Within 2 years a total of about 5,000 calls have been made via Triaphon, each of them standing for an eye-level medical treatment. With an average rating of 4.8/5, Triaphon shows highest satisfaction rates amongst users. Nearly all users have said that it offers values to medical staff as well as patients and that they would recommend it to other hospitals. Additionally, this has created a better understanding of the importance of language amongst doctors and nurses. Moreover, it creates empathy for people who don’t speak German. The regular use of Triaphon in hospitals has lifted the language barrier prejudices that nurses and doctors had; instead of seeing a non-German speaker as a language barrier patient, they see them as “Triaphon patients”.
Having already proven in one hospital, that using Triaphon can save money as it reduces unnecessary treatments caused by language barriers and limits the more expensive usage of professional translators, Lisanne is now working intensively on convincing the public insurance companies.
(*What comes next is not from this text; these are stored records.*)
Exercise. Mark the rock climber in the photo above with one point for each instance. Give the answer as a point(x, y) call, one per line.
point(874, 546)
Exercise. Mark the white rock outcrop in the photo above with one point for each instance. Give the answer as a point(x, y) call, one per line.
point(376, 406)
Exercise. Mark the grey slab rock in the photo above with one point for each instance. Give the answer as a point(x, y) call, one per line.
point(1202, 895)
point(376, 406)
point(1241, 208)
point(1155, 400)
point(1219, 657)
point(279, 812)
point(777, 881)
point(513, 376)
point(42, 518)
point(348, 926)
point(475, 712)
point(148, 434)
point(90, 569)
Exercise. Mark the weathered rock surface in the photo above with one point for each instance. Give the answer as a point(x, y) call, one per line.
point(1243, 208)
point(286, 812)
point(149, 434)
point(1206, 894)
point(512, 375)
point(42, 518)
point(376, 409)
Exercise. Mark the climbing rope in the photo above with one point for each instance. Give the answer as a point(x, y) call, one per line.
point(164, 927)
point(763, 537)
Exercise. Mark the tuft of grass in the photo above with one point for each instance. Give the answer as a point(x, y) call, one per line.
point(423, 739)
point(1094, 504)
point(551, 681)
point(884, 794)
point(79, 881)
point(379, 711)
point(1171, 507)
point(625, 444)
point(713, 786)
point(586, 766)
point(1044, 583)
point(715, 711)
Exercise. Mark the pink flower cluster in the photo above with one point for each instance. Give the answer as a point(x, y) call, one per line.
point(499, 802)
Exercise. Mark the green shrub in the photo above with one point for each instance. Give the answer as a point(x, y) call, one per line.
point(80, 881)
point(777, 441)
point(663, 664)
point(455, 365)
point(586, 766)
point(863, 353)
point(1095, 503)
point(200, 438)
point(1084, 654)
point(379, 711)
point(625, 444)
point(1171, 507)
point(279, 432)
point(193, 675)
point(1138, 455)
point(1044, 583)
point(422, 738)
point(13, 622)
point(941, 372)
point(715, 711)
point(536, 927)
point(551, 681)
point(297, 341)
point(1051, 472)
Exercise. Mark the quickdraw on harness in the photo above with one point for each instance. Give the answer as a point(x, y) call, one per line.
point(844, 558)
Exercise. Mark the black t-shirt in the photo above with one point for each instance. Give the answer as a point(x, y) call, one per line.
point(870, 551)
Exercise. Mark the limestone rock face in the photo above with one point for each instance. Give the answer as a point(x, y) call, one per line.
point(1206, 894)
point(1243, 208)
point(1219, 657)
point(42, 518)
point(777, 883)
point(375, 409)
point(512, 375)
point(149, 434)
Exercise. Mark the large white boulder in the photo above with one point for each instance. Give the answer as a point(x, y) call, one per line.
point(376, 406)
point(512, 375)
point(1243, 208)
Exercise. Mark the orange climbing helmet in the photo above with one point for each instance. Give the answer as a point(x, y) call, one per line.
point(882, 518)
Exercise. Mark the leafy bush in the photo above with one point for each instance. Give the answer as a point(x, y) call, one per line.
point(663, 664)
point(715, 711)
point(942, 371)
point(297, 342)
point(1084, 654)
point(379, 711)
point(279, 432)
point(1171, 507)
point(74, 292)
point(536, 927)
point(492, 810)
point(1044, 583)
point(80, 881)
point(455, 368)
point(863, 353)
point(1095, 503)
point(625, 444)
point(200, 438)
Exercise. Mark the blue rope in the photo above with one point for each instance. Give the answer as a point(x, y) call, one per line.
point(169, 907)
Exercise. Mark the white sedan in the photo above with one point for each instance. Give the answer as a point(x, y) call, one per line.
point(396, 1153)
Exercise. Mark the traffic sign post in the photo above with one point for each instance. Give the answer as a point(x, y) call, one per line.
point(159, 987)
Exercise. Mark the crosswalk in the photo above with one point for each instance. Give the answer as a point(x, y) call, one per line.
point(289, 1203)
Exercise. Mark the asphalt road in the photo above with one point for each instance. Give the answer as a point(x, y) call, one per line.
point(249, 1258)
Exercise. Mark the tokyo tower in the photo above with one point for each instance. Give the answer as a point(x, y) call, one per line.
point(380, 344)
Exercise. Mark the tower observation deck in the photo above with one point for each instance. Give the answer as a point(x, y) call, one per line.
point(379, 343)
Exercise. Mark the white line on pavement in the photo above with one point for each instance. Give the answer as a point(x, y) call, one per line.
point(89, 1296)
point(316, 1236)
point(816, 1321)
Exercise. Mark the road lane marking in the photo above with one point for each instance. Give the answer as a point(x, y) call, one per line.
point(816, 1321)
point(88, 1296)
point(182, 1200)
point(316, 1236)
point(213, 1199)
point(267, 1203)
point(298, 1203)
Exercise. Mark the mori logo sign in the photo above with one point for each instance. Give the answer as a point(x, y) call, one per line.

The companies cover millions of patients in Germany to back her solution and include Triaphon into their payment schemes for hospitals.
As insurances decide which services they accept to pay for their clients, this could lift the cost for hospitals and make Triaphon a federal solution that saves money to the overall health care system whilst at the same time improving access for non-German speaking people. Besides this, she is working with the German Ministry of Health on research to further demonstrate the economic value of Triaphon to also change the law which for now leaves patients responsible to pay for a professional translator.
Osoba
Lisanne was raised with the mindset of needing to give back to society when one is privileged. This was in part due to both of her parents being professional academics who took social engagement very seriously. In her direct surrounding she experienced how people falling from the norm are discriminated and how much of a difference inclusive measures can make if they strengthen self-efficacy.
Lisanne had always been very active socially. Always on the lookout for the most effective leverage to have social impact, she felt that as a practicing doctor she would be able to give back to society. During her first practical experiences at German hospitals Lisanne became more and more frustrated with the way the medical health care system worked. The treatment of patients felt like assembly-line work, the patient was usually not the center of attention, and as a doctor, one could not help a patient the way one wanted to due to time-restrictions and regulations. Together with fellow medical students, they founded a group of dedicated students in Hamburg, Germany, to discuss and act on alternative ways to go about medicine.
Whilst working as an intern at a Berlin hospital, strong language barriers and concomitant miscommunication got more and more of her attention. One day, Lisanne witnessed the tragedy of a three-year-old Vietnamese boy dying due to the lack of crucial information in the emergency room as the boy’s mother did not speak a word of German. If his mother could have communicated that her son was vomiting not only once, but for months, the doctors would have thought of a brain tumor immediately and could probably have saved him. Instead they thought of a stomach flu and gave him the wrong treatment.
This was when Lisanne got the idea of Triaphon and the moment when she could not go back to “just” practicing as a doctor. Lisanne is driven by the vision to create a fully inclusive heath care system that works less on power and responsibility division, but more on societal involvement, creating empowering support systems and building societal resilience.